The Post-ABC poll asked specifically about that: How much should those lingering effects be taught? More than two-thirds of adults said they should be taught a “great deal” or a “good amount” — but most Republicans thought it should be taught “not so much” or “not at all.”

This is a more nuanced question than one posed by Monmouth University in a recent poll (though, of course, I’m a bit biased). Monmouth asked if schools should teach the history of racism, finding that 4-in-10 Republicans said they shouldn’t. The question in our poll focused specifically on the effects of racism, with a greater percentage of Republicans expressing disapproval.

Here’s the kicker and I think the most logical explanation for what happened:

There have been some efforts to suggest that the attention being paid to this issue is primarily a function of parental discontent, that the conservative media’s emphasis on critical race theory was the hatched chicken, not the egg. This argument is hard to adjudicate since the lines can get blurry, but it is clearly the case that one conservative activist, Chris Rufo, is heavily and proudly responsible for both elevating critical race theory and repurposing the term to refer to a wide array of race-related concepts. It is also worth noting that Fox News’s focus on the issue, frequent during the spring and summer, reemerged in October — and faded quickly after the elections in Virginia and New Jersey.

Perhaps this is because the network was mostly discussing it in the context of schools because it had become a salient issue for the election (again to some significant extent because Fox had helped elevate it and Rufo). Perhaps it was because those on the right who hoped to see Republican gains in the Virginia and New Jersey elections believed that the mission had largely been accomplished…

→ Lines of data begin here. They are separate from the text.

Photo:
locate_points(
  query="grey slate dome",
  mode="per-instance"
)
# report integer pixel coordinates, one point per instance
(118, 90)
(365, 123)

Whether you expect this change to negatively affect students in those places probably depends on your politics. Whether we might expect this to be a centerpiece of future elections probably depends on Fox News.

Honestly, I doubt it will be the centerpiece of the elections a year from now. The right moves very quickly with its culture war propaganda these days and they time it to take advantage of peak hysteria. It’s possible that this will be live next November but if I had to bet they’ll have something fresh to stimulate the rubes.